After a short section through the outskirts of Market Harborough we were once again treated to quiet country lanes with mostly other cyclists and the odd horse for company. Our relaxed cycling was brought to an abrupt halt however by Laughton Hill, aptly surveyed by the OS to have a gradient of between 14% and 20%. It felt every bit of this as we slowly spun our way to the top where there was a very welcome pause to re-group, have a drink, nibble an energy bar and generally get our breath back.
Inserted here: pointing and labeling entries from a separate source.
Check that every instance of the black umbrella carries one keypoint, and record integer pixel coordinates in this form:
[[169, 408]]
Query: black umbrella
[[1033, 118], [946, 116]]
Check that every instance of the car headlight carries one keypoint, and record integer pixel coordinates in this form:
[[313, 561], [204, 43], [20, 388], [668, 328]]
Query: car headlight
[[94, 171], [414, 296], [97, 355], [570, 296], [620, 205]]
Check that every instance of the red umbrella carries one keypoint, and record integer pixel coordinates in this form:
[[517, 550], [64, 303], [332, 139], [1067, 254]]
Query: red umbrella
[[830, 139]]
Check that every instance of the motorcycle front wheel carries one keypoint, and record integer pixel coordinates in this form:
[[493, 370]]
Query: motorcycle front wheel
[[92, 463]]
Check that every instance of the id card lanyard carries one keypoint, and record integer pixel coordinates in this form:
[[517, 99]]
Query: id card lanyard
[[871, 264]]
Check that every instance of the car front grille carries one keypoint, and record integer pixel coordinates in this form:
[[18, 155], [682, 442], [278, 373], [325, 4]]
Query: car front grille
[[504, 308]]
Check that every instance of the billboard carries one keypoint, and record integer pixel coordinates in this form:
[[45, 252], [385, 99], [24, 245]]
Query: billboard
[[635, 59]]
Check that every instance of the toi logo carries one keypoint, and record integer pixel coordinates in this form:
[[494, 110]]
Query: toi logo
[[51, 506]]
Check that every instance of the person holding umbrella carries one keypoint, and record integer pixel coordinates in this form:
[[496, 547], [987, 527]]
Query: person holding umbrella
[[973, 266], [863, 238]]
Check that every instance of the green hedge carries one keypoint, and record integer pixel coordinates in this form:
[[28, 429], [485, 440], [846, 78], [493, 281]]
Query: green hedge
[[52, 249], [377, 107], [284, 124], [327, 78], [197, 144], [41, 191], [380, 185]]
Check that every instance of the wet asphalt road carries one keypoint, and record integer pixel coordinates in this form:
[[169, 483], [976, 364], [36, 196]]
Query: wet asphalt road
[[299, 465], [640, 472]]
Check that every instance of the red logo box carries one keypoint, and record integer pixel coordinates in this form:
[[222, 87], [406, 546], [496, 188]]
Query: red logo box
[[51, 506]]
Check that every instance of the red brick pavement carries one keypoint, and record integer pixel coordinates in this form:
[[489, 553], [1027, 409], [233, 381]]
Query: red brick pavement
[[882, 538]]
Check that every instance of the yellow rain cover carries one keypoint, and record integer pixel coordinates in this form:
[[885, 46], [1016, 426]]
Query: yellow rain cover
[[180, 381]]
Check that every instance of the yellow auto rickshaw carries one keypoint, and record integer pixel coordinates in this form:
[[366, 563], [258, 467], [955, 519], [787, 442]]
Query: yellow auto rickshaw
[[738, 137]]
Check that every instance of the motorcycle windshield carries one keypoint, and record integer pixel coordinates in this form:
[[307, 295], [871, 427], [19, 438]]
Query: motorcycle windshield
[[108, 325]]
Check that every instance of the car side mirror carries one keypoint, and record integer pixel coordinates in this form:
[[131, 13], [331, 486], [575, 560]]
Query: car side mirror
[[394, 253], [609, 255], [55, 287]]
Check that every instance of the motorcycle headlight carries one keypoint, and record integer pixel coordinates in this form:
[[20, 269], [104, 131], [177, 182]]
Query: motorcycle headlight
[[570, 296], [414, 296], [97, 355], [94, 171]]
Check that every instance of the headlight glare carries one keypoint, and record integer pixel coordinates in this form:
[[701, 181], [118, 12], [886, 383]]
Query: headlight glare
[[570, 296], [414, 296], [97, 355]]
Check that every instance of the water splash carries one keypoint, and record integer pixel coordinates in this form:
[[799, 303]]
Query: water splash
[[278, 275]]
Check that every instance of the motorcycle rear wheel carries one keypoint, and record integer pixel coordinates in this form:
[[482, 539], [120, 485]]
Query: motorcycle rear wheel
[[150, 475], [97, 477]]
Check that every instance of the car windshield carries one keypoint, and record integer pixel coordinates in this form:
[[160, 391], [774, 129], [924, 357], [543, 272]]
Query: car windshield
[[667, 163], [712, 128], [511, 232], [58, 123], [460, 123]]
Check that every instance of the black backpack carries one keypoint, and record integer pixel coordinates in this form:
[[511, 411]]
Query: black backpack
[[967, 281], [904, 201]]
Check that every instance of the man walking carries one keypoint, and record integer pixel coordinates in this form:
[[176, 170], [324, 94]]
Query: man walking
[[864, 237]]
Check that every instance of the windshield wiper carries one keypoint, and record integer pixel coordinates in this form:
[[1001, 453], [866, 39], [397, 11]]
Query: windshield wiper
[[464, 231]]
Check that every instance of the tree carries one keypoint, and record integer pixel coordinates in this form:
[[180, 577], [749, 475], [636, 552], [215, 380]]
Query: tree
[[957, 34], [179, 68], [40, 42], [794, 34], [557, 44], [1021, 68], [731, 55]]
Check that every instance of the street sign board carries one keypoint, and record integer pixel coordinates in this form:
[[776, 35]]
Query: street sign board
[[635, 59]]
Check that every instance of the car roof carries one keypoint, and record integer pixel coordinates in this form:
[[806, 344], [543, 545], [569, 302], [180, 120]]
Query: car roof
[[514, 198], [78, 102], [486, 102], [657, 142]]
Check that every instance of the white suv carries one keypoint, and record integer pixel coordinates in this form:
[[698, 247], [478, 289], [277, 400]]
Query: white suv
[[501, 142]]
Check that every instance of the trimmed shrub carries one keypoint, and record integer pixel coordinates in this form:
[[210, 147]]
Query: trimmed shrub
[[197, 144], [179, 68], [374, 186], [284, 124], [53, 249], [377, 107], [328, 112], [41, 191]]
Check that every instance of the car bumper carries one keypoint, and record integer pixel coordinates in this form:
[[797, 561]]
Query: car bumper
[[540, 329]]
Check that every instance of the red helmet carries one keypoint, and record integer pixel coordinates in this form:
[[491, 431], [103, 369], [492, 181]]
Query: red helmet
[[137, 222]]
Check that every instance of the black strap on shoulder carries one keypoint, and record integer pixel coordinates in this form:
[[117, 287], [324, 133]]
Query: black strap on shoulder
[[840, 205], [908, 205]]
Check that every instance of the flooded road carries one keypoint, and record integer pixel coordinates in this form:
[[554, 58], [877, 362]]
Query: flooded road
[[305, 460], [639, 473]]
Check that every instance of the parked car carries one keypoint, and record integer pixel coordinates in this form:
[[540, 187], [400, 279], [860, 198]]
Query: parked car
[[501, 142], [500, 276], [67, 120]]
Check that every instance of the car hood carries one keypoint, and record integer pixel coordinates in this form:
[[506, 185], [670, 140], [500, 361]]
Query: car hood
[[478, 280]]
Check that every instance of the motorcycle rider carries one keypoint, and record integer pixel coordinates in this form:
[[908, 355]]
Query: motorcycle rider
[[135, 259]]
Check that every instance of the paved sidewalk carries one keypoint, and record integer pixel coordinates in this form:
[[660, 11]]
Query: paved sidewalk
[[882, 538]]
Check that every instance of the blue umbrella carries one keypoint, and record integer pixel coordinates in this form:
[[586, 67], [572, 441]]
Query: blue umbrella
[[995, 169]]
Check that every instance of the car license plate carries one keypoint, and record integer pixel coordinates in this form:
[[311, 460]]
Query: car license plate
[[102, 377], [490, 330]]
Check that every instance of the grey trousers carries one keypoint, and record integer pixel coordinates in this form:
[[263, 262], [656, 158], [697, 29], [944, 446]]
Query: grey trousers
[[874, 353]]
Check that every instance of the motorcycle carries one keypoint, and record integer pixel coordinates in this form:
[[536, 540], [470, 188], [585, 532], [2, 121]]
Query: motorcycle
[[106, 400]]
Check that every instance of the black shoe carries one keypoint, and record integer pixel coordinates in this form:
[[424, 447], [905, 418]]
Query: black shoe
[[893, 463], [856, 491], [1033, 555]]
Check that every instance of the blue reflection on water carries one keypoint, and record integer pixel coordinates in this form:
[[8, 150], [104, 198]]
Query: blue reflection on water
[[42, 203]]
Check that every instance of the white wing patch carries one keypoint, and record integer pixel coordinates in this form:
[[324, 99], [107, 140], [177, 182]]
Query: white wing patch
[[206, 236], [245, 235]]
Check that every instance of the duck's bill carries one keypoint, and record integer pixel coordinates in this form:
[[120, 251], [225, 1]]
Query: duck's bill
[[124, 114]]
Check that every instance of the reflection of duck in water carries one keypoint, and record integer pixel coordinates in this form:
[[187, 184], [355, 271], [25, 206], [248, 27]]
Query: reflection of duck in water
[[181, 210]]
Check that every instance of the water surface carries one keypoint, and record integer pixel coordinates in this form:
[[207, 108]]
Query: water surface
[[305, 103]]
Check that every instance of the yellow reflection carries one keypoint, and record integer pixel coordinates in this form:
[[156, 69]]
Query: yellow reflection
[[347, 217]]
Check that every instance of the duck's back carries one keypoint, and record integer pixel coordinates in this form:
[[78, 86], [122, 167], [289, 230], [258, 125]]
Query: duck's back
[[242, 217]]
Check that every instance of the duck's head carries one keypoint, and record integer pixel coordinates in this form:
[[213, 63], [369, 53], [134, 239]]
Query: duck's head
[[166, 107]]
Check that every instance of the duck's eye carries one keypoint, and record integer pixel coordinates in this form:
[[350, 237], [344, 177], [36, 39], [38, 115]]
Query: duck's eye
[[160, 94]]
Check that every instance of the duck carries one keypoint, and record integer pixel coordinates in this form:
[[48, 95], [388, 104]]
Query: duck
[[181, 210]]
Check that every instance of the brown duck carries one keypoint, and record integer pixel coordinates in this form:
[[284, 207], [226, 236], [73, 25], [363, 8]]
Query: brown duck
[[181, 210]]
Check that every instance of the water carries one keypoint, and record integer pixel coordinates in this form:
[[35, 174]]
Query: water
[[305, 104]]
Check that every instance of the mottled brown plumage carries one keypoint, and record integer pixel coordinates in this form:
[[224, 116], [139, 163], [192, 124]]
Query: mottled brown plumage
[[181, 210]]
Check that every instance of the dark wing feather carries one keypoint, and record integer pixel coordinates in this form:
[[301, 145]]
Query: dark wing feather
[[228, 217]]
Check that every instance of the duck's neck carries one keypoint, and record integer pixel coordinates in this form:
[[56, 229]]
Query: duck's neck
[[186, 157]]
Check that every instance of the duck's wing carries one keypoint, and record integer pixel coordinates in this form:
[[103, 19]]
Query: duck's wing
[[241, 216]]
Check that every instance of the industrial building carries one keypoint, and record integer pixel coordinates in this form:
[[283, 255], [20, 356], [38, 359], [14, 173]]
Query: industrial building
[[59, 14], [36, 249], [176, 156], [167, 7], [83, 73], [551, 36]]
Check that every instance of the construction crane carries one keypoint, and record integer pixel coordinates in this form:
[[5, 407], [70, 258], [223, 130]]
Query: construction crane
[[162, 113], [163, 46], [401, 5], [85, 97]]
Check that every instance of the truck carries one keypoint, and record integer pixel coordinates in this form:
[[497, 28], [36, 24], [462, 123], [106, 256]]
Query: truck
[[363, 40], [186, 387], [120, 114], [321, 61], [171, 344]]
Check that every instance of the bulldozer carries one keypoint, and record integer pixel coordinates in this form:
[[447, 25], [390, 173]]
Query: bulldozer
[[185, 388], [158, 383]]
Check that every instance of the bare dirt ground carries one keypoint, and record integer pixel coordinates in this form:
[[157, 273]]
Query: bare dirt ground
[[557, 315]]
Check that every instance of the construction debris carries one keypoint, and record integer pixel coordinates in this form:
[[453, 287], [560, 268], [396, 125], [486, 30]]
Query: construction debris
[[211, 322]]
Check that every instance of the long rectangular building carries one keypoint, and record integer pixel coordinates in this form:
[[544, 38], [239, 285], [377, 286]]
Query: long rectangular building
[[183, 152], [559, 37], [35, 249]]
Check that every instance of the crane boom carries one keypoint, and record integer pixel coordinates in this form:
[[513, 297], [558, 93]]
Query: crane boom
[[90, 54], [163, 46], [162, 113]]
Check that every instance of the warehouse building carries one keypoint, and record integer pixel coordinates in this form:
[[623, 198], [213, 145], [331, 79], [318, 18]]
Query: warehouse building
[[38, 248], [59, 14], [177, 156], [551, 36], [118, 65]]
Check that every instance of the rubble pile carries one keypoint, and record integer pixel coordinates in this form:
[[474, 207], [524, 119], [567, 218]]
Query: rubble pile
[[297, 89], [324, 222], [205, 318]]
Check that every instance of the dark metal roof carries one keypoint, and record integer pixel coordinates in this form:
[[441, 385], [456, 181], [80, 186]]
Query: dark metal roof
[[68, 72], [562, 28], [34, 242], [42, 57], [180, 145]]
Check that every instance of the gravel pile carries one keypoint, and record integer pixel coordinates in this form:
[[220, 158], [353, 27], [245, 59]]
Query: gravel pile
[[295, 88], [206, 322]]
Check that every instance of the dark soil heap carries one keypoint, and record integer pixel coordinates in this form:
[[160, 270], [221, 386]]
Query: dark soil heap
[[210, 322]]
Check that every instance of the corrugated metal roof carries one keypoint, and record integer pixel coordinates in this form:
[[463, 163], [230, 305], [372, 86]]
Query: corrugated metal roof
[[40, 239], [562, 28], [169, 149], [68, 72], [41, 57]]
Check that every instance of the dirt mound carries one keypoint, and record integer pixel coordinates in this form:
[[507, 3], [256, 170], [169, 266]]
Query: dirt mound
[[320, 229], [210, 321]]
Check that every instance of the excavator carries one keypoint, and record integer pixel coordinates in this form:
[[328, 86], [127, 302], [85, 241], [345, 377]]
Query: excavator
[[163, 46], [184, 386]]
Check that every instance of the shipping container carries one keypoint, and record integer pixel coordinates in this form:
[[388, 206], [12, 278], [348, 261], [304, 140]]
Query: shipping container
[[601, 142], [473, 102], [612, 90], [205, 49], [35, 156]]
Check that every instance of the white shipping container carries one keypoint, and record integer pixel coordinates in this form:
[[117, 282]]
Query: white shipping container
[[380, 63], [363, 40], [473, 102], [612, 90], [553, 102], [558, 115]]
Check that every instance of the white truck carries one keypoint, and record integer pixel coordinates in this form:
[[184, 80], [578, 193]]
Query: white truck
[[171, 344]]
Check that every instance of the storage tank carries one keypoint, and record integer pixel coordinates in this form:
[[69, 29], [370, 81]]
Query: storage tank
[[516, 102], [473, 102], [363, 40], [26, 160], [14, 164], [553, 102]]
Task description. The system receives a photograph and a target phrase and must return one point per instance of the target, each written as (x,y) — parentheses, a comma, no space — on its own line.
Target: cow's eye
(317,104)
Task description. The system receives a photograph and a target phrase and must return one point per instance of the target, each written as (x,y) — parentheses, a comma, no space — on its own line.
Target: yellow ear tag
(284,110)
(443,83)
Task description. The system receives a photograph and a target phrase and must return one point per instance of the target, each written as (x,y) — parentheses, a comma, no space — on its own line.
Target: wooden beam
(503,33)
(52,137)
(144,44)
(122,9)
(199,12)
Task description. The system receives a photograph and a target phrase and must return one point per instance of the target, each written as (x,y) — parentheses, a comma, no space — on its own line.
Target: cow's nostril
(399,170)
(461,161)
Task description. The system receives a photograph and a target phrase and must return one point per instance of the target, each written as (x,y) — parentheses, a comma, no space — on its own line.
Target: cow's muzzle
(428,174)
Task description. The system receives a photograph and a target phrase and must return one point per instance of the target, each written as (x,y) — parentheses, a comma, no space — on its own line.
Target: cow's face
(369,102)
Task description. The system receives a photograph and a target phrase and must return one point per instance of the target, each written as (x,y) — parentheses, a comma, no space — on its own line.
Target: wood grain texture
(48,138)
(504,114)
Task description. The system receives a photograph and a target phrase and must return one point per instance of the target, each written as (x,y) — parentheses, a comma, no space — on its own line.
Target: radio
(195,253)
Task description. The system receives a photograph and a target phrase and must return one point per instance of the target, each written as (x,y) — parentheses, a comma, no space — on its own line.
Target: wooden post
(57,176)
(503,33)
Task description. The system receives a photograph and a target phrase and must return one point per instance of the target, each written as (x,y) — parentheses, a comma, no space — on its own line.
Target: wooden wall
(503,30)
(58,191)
Quite a long and hilly section then followed as we wended our way north to Saddington and then back south, passing through North Kilworth and Sibbertoft where Nick left our group to head home; and so it was that seven tired cyclists arrived at our lunch stop at Naseby Old Vicarage Tea Room. The ladies were relieved that we were late to arrive (being around 2 p.m. at this point) as they “had had a very busy day”. We had the place to ourselves so could seek out the sunniest spots to rest our tired limbs. Their “busy day” had left its impact on the menu choice – thankfully though, there was just enough to go round even if the bacon butties had to be rationed.
Once replete, we set off on the home leg to Moulton, taking the shortest (and least hilly) route through Guilsborough, Church Brampton and Boughton.
All in all a lovely day’s cycling and many thanks to Brian for organising and leading the ride.